I felt healthy and energetic when I moved to New Jersey, and had completely recovered from the cancer. Not long after I got settled there, I started feeling flu-like all the time and was achy, tired and nauseous. Occasionally I’d have a sore throat like you get with swollen glands. My upper back and neck felt tight, like I’d been put into a vice. I hadn’t felt anything like it before and worried the cancer could be coming back.

I started hiking in upstate New York with the Appalachian Mountain Club on the weekends. All my symptoms would go completely away while I was there, but shortly after I’d get home to New Jersey they’d all come back.
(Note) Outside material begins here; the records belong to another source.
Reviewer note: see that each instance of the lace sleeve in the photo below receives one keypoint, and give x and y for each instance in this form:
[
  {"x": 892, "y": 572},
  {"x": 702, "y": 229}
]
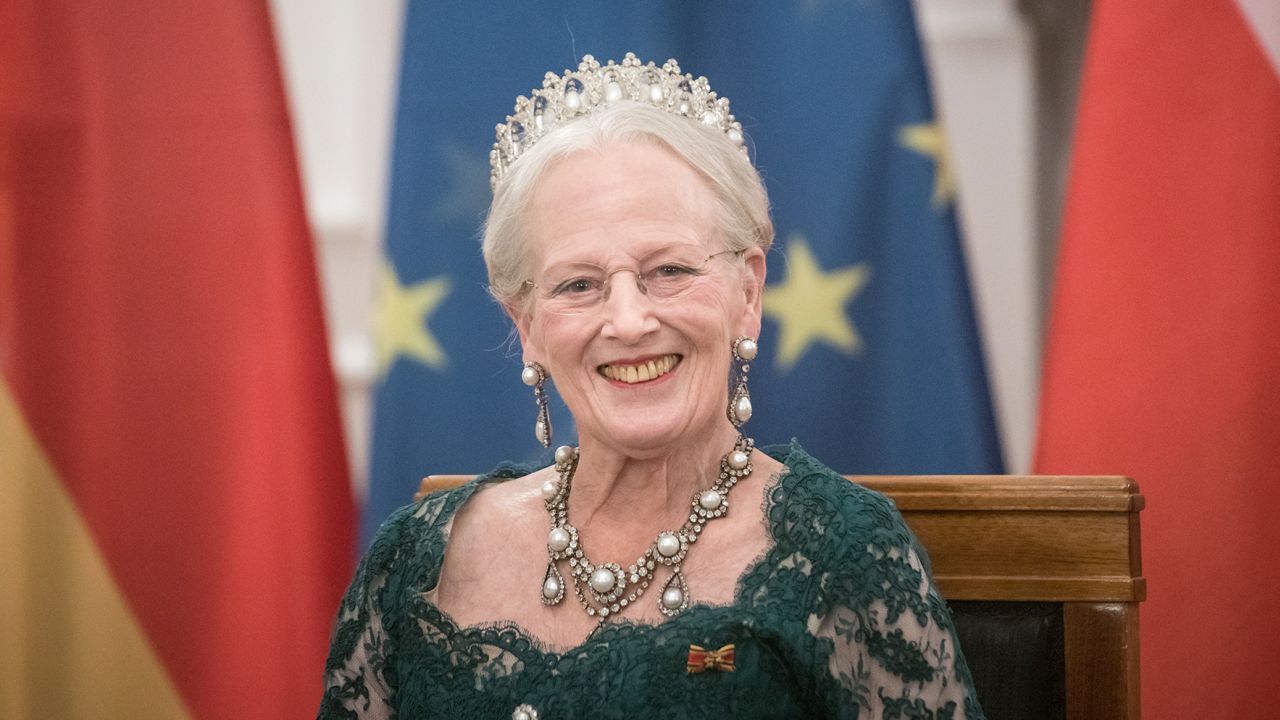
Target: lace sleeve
[
  {"x": 359, "y": 673},
  {"x": 885, "y": 642},
  {"x": 894, "y": 643}
]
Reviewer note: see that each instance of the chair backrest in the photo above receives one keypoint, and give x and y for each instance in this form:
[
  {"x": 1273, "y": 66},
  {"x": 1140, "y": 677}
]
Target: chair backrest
[{"x": 1043, "y": 575}]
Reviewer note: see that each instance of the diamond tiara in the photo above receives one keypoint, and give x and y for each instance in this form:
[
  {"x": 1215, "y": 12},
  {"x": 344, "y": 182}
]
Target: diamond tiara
[{"x": 594, "y": 86}]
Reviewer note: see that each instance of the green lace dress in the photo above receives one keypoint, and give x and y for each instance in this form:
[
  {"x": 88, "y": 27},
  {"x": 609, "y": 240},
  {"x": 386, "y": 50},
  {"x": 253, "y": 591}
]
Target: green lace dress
[{"x": 837, "y": 619}]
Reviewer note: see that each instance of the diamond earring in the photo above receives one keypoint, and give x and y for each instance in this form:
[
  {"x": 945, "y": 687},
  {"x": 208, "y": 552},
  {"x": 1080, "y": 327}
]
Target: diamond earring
[
  {"x": 740, "y": 400},
  {"x": 535, "y": 377}
]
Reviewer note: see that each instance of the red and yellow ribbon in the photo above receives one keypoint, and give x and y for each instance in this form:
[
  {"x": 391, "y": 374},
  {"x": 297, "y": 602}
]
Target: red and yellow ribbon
[{"x": 702, "y": 659}]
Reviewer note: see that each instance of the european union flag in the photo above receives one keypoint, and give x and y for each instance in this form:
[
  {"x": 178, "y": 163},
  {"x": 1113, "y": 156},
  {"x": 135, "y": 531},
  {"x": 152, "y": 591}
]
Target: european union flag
[{"x": 869, "y": 354}]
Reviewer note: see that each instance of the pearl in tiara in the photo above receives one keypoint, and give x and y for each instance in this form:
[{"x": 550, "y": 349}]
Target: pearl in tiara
[{"x": 594, "y": 86}]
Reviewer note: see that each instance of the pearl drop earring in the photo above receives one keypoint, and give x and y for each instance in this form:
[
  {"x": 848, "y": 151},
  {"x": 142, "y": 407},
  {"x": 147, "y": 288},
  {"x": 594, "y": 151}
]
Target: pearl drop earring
[
  {"x": 740, "y": 400},
  {"x": 535, "y": 377}
]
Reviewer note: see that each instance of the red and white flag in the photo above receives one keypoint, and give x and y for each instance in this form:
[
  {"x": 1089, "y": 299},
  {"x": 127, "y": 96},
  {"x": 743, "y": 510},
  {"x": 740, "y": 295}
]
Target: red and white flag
[{"x": 1164, "y": 349}]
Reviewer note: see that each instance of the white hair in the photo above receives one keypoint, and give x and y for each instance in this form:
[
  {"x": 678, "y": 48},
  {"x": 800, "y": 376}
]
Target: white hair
[{"x": 743, "y": 217}]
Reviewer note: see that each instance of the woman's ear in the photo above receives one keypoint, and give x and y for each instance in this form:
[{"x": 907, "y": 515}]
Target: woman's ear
[
  {"x": 522, "y": 319},
  {"x": 753, "y": 288}
]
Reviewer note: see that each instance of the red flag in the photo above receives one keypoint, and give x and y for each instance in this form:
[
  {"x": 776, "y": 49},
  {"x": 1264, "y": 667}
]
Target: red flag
[
  {"x": 173, "y": 466},
  {"x": 1164, "y": 349}
]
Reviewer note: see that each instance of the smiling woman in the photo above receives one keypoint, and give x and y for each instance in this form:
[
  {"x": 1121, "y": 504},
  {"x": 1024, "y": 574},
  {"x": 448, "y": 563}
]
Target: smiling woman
[{"x": 627, "y": 241}]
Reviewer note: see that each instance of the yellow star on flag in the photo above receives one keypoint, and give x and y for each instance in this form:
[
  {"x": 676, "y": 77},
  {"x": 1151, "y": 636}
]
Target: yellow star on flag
[
  {"x": 809, "y": 305},
  {"x": 401, "y": 320},
  {"x": 928, "y": 139}
]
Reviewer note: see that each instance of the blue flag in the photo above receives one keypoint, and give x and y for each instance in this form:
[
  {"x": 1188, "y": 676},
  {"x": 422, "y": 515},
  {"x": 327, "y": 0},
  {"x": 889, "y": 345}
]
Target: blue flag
[{"x": 869, "y": 352}]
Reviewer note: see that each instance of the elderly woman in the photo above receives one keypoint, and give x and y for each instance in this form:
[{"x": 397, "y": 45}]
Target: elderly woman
[{"x": 664, "y": 566}]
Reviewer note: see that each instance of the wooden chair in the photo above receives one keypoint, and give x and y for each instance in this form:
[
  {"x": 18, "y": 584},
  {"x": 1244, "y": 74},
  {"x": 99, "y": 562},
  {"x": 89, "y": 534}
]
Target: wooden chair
[{"x": 1043, "y": 575}]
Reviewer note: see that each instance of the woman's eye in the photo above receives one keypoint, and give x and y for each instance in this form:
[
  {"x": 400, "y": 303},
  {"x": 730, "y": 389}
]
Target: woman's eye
[
  {"x": 576, "y": 286},
  {"x": 671, "y": 270}
]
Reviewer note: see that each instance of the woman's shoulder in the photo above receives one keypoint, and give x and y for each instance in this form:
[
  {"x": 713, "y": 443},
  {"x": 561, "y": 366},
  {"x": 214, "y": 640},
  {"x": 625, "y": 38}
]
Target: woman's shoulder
[
  {"x": 818, "y": 507},
  {"x": 415, "y": 534}
]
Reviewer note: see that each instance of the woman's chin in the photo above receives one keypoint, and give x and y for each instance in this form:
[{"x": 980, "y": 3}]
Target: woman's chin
[{"x": 654, "y": 434}]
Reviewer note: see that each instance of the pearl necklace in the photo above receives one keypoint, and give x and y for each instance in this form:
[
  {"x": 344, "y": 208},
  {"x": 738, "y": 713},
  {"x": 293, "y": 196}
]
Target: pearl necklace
[{"x": 606, "y": 589}]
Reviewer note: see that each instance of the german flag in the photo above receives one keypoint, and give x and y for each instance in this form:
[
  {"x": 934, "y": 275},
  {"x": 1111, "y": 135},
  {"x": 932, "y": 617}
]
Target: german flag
[{"x": 176, "y": 515}]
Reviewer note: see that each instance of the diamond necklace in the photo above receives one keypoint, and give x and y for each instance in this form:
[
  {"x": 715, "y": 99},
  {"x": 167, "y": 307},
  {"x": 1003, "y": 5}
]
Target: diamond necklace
[{"x": 607, "y": 589}]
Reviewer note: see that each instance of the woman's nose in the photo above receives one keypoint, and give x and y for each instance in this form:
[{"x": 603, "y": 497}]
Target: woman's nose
[{"x": 627, "y": 310}]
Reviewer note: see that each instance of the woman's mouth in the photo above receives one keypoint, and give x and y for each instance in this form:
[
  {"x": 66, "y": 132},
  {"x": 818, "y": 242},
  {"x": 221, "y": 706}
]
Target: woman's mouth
[{"x": 640, "y": 372}]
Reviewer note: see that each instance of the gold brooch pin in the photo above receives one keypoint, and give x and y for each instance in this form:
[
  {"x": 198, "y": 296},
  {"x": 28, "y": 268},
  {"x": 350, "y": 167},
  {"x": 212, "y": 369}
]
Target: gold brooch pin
[{"x": 702, "y": 659}]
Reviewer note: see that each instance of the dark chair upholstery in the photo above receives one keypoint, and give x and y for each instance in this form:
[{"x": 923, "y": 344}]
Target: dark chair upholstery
[{"x": 1043, "y": 577}]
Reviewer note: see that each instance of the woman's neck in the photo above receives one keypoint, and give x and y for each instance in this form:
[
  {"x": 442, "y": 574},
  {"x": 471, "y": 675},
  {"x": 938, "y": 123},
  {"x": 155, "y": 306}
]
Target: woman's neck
[{"x": 636, "y": 497}]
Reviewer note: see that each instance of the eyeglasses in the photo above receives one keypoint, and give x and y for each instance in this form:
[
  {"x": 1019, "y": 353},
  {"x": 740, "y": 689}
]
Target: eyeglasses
[{"x": 581, "y": 287}]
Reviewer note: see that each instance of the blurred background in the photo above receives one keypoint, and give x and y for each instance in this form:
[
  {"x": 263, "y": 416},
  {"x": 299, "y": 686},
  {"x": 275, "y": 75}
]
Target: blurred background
[
  {"x": 1005, "y": 78},
  {"x": 242, "y": 308}
]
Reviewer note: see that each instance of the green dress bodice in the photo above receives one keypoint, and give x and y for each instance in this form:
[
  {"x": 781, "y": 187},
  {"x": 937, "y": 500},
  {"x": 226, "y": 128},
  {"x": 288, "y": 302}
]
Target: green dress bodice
[{"x": 837, "y": 619}]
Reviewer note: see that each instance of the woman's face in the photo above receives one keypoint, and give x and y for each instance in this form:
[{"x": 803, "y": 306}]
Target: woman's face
[{"x": 624, "y": 209}]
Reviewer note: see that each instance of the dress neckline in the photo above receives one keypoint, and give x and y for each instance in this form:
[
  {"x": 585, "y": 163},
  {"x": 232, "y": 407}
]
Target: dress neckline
[{"x": 624, "y": 625}]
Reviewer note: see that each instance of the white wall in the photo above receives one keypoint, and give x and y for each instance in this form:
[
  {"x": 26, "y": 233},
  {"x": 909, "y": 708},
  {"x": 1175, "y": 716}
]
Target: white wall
[{"x": 341, "y": 64}]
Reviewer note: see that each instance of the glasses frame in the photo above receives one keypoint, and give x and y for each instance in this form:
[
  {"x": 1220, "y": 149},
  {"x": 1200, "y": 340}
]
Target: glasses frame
[{"x": 547, "y": 294}]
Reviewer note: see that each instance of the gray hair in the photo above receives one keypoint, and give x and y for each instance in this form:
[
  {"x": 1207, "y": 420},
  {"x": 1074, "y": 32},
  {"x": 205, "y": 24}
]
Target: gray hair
[{"x": 743, "y": 215}]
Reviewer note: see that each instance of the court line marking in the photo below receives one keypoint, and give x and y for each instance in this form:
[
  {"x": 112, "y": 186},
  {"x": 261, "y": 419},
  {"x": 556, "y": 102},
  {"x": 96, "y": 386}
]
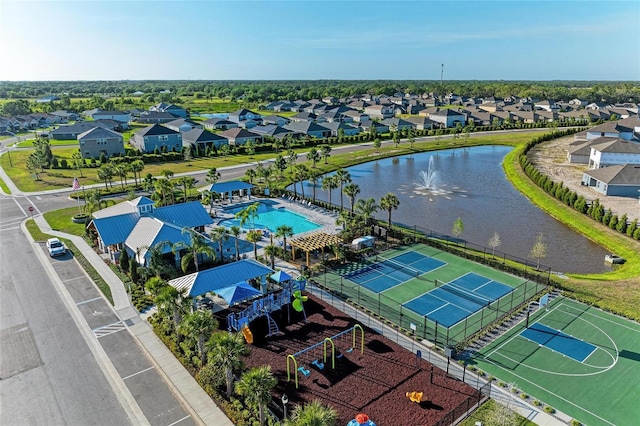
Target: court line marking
[
  {"x": 139, "y": 372},
  {"x": 552, "y": 393},
  {"x": 603, "y": 319}
]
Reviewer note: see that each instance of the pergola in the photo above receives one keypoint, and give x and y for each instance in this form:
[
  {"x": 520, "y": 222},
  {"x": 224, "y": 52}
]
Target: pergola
[{"x": 316, "y": 241}]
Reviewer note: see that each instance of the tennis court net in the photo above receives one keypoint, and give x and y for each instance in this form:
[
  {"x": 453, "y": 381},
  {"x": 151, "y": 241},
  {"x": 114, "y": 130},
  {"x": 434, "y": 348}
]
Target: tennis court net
[
  {"x": 475, "y": 298},
  {"x": 394, "y": 264}
]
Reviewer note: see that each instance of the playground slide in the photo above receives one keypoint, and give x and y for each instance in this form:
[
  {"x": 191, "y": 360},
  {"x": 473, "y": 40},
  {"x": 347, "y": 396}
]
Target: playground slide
[{"x": 248, "y": 335}]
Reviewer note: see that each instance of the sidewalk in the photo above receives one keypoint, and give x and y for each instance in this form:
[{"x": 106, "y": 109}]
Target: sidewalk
[{"x": 183, "y": 385}]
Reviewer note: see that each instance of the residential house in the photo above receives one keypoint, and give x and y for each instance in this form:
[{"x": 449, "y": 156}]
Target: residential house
[
  {"x": 275, "y": 119},
  {"x": 219, "y": 124},
  {"x": 613, "y": 152},
  {"x": 156, "y": 137},
  {"x": 620, "y": 180},
  {"x": 156, "y": 117},
  {"x": 366, "y": 126},
  {"x": 379, "y": 111},
  {"x": 203, "y": 139},
  {"x": 448, "y": 118},
  {"x": 423, "y": 123},
  {"x": 121, "y": 116},
  {"x": 72, "y": 131},
  {"x": 242, "y": 115},
  {"x": 239, "y": 136},
  {"x": 627, "y": 129},
  {"x": 398, "y": 124},
  {"x": 137, "y": 225},
  {"x": 309, "y": 128},
  {"x": 175, "y": 110},
  {"x": 98, "y": 140},
  {"x": 336, "y": 126},
  {"x": 182, "y": 125}
]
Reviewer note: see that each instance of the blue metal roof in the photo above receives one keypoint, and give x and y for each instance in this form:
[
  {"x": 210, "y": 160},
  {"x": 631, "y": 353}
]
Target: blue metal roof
[
  {"x": 115, "y": 229},
  {"x": 232, "y": 185},
  {"x": 188, "y": 215},
  {"x": 222, "y": 276},
  {"x": 238, "y": 293}
]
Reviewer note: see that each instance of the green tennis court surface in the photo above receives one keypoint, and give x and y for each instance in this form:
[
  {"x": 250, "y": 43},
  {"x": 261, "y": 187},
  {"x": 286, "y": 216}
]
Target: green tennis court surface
[
  {"x": 578, "y": 359},
  {"x": 400, "y": 285}
]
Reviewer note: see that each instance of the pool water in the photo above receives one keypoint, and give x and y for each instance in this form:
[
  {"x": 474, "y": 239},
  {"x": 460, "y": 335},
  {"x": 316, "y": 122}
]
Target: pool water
[{"x": 271, "y": 218}]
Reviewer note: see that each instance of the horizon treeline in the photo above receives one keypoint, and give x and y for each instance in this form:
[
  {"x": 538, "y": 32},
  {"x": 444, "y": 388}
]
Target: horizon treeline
[{"x": 267, "y": 91}]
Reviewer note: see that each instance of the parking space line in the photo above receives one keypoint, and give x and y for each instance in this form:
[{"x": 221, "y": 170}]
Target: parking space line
[
  {"x": 135, "y": 374},
  {"x": 178, "y": 421},
  {"x": 89, "y": 301}
]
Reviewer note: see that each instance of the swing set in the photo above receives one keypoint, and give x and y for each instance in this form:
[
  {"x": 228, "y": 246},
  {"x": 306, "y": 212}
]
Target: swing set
[{"x": 342, "y": 336}]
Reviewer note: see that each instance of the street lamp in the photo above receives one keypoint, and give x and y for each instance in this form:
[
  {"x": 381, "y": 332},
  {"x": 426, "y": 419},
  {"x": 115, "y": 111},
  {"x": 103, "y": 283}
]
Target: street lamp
[{"x": 285, "y": 401}]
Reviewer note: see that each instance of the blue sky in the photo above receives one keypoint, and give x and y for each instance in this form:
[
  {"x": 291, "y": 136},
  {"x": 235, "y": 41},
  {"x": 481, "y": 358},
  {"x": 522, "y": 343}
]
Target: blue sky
[{"x": 282, "y": 40}]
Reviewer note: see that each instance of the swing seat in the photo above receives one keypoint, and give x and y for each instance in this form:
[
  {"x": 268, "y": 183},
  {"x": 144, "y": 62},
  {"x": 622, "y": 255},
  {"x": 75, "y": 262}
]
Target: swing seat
[{"x": 304, "y": 371}]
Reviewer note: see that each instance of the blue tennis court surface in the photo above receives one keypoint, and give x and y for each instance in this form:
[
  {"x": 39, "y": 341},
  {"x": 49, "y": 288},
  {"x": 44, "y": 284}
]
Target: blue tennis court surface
[
  {"x": 454, "y": 301},
  {"x": 558, "y": 341},
  {"x": 387, "y": 273}
]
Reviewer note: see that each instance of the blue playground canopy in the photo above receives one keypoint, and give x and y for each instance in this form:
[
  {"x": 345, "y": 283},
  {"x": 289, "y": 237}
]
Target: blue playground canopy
[
  {"x": 281, "y": 277},
  {"x": 238, "y": 293}
]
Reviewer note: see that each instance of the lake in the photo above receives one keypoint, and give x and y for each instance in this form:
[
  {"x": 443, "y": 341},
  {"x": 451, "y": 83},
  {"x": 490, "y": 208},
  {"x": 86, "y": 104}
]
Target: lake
[{"x": 470, "y": 184}]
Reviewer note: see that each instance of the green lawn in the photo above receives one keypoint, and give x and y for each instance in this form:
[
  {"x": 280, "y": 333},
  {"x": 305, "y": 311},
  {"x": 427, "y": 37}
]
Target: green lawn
[{"x": 600, "y": 390}]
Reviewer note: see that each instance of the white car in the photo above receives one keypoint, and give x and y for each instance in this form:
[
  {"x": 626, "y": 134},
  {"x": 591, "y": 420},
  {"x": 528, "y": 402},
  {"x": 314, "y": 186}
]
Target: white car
[{"x": 55, "y": 247}]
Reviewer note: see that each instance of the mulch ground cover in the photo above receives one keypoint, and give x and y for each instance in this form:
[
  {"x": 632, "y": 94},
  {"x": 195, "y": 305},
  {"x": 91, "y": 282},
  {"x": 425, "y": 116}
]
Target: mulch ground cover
[{"x": 374, "y": 382}]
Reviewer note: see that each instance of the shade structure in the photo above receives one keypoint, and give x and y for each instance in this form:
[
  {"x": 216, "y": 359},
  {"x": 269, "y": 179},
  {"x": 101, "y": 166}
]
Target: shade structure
[
  {"x": 238, "y": 293},
  {"x": 280, "y": 277}
]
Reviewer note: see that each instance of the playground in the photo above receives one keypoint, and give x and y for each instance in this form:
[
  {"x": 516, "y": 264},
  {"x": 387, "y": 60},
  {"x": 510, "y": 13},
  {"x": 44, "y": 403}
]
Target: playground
[
  {"x": 443, "y": 297},
  {"x": 350, "y": 368},
  {"x": 579, "y": 359}
]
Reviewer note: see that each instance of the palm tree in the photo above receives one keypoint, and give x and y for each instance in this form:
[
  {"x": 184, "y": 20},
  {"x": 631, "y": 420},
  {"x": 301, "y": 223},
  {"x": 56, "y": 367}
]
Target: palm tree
[
  {"x": 271, "y": 251},
  {"x": 224, "y": 350},
  {"x": 197, "y": 326},
  {"x": 187, "y": 183},
  {"x": 389, "y": 202},
  {"x": 313, "y": 413},
  {"x": 329, "y": 183},
  {"x": 199, "y": 245},
  {"x": 284, "y": 231},
  {"x": 253, "y": 237},
  {"x": 105, "y": 174},
  {"x": 366, "y": 208},
  {"x": 220, "y": 234},
  {"x": 301, "y": 172},
  {"x": 137, "y": 167},
  {"x": 236, "y": 231},
  {"x": 248, "y": 213},
  {"x": 314, "y": 176},
  {"x": 351, "y": 190},
  {"x": 255, "y": 385},
  {"x": 174, "y": 302},
  {"x": 342, "y": 176}
]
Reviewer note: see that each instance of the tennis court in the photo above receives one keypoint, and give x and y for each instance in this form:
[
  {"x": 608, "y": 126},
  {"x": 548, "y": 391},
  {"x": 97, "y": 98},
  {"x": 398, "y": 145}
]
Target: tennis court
[
  {"x": 385, "y": 273},
  {"x": 452, "y": 302},
  {"x": 574, "y": 357},
  {"x": 401, "y": 287}
]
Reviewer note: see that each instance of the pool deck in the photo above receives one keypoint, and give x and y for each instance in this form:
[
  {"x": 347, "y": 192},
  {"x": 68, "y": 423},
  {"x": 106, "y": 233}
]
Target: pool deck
[{"x": 325, "y": 218}]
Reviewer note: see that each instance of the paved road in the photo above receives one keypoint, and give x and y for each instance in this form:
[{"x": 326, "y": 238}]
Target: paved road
[{"x": 48, "y": 372}]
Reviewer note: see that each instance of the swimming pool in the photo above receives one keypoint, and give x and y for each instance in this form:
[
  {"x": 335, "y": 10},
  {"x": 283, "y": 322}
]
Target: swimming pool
[{"x": 271, "y": 218}]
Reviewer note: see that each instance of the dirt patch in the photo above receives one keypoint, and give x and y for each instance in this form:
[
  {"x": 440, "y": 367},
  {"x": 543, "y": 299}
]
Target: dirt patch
[
  {"x": 551, "y": 159},
  {"x": 374, "y": 382}
]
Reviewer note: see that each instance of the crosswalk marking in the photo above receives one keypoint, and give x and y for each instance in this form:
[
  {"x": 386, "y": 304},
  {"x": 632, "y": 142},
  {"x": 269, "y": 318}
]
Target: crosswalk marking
[{"x": 109, "y": 329}]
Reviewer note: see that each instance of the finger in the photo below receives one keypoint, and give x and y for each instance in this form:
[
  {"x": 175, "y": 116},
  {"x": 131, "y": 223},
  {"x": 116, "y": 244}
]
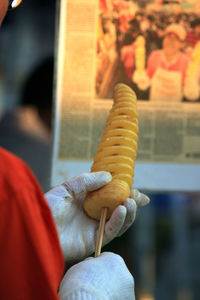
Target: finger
[
  {"x": 115, "y": 223},
  {"x": 140, "y": 198},
  {"x": 131, "y": 208},
  {"x": 87, "y": 182}
]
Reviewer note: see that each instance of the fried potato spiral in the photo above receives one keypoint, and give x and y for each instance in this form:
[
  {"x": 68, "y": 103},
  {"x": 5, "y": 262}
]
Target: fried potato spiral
[{"x": 116, "y": 153}]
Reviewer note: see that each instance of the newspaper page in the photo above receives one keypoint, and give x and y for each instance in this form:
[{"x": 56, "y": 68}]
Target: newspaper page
[{"x": 154, "y": 47}]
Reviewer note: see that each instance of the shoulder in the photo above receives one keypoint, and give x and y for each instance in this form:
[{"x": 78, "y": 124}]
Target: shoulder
[{"x": 15, "y": 176}]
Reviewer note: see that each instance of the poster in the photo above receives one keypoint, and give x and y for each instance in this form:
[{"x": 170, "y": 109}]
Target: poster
[{"x": 152, "y": 46}]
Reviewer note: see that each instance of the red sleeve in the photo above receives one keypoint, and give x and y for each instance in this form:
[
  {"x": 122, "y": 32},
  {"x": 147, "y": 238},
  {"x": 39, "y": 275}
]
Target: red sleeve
[{"x": 31, "y": 260}]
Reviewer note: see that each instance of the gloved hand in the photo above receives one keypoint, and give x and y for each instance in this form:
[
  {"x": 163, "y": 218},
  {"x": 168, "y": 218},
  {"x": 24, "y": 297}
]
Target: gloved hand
[
  {"x": 77, "y": 231},
  {"x": 102, "y": 278}
]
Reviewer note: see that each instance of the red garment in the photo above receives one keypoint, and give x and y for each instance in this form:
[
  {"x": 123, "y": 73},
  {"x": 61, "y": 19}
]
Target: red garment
[
  {"x": 192, "y": 38},
  {"x": 31, "y": 260},
  {"x": 157, "y": 60}
]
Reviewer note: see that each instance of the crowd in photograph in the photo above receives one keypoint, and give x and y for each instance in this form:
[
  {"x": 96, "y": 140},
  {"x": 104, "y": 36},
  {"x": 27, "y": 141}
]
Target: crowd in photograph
[{"x": 156, "y": 52}]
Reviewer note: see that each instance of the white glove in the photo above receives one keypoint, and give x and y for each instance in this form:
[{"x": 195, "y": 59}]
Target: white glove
[
  {"x": 102, "y": 278},
  {"x": 77, "y": 231}
]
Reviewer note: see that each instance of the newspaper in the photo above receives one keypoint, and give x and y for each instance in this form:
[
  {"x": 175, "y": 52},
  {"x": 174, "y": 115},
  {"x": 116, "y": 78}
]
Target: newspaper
[{"x": 95, "y": 51}]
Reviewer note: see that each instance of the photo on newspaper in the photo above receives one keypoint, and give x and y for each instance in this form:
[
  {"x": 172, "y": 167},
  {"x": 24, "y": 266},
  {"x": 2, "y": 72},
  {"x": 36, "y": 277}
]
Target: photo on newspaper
[{"x": 153, "y": 47}]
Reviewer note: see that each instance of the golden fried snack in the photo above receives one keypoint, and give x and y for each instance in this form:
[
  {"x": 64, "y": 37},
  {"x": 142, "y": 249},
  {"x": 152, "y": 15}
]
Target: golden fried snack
[{"x": 116, "y": 154}]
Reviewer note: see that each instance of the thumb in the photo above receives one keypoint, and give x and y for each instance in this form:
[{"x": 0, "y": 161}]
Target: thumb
[{"x": 87, "y": 182}]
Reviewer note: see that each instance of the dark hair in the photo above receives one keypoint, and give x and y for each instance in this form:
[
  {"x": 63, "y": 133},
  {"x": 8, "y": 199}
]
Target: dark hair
[
  {"x": 38, "y": 89},
  {"x": 195, "y": 23}
]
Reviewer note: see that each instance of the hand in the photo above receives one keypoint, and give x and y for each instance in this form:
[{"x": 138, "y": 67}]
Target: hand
[
  {"x": 102, "y": 278},
  {"x": 77, "y": 231}
]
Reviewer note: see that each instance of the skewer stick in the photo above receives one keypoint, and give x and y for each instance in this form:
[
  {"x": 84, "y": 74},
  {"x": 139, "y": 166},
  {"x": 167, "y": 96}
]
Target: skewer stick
[{"x": 101, "y": 231}]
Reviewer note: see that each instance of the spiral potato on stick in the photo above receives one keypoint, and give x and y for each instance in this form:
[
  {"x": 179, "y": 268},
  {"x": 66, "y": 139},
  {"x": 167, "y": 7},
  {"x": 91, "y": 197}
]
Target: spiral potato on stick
[{"x": 116, "y": 154}]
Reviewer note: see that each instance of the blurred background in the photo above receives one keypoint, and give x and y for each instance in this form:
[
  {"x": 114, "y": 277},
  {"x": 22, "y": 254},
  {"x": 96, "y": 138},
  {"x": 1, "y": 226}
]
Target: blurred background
[{"x": 162, "y": 248}]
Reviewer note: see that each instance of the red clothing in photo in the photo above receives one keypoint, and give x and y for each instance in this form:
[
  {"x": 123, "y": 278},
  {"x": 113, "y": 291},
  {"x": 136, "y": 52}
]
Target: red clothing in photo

The fact it would come and go just by changing locations told me it wasn’t cancer but something in my environment that was making me feel sick.

I discovered I lived 2.5 miles as the crow flies from a nuclear storage facility. There are also 16 nuclear reactors at 7 plants in a 90-mile radius in this area, the densest concentration of nuclear facilities in the US. It wasn’t long before I left and moved to Massachusetts, and all my symptoms went completely away.

Fallout in Santa Fe

Some years later when I moved to Santa Fe, New Mexico, those flu-like symptoms came back. I knew Los Alamos was only about 20 miles away and there was a potential for radiation exposure, but I believed the area was so health conscious that it wouldn’t be enough for me to get sick from it. I was wrong. I’d feel good during my morning run, but by the time I was done showering I’d feel tired and run down again. I found really high radiation readings there, even in the water, which explains why I felt worse after a shower. The underground nuclear storage facilities leaked radiation into the water table, and even the water being sprayed on organic foods contained radiation, so the food felt lifeless and didn’t seem to give me much energy when I ate it.

Repairing After Radiation Exposure

I was working at Dr. Hazel Parcells’ lab about an hour away in Albuquerque and learned how to make a homeopathic remedy to fight the effects the radiation was having on me. She also taught me about salt and soda baths: dissolve 2 cups of sea salt plus 2 cups of baking soda in a fairly hot bath and soak for 20 minutes at least twice a week if you have a radiation exposure or live near a facility. With severe illness she would mix a teaspoon each of baking soda and sea salt into a quart of water along with some cream of tartar (for the potassium) and have you drink 8 ounces every hour for 2 hours, then 2 hours apart for two more doses, then once every three hours until all symptoms are gone.

Not everyone feels lower level radiation exposure like I do, but that doesn’t change the cancer risks. Radiation targets the thyroid first, which can cause fatigue, hair loss, neck and back pain. Flu-like feelings, weakness, headaches and nausea are signs it’s affecting your immune system. Vitamin C to bowel tolerance, Vitamin E 400 IU, potassium iodide in Lugol’s solution, phosphatidyl choline in sunflower lecithin, and alpha lipoic acid all help with radiation exposure. After Chernobyl they used a niacin sauna detox program with good results as well.

We are careful to avoid too many x-rays and CT scans, but ignore the leaking nuclear reactor just a few miles from our backyard. Research it yourself – look at maps like radiationnetwork.com to see what kind of exposure you’re having on a daily basis.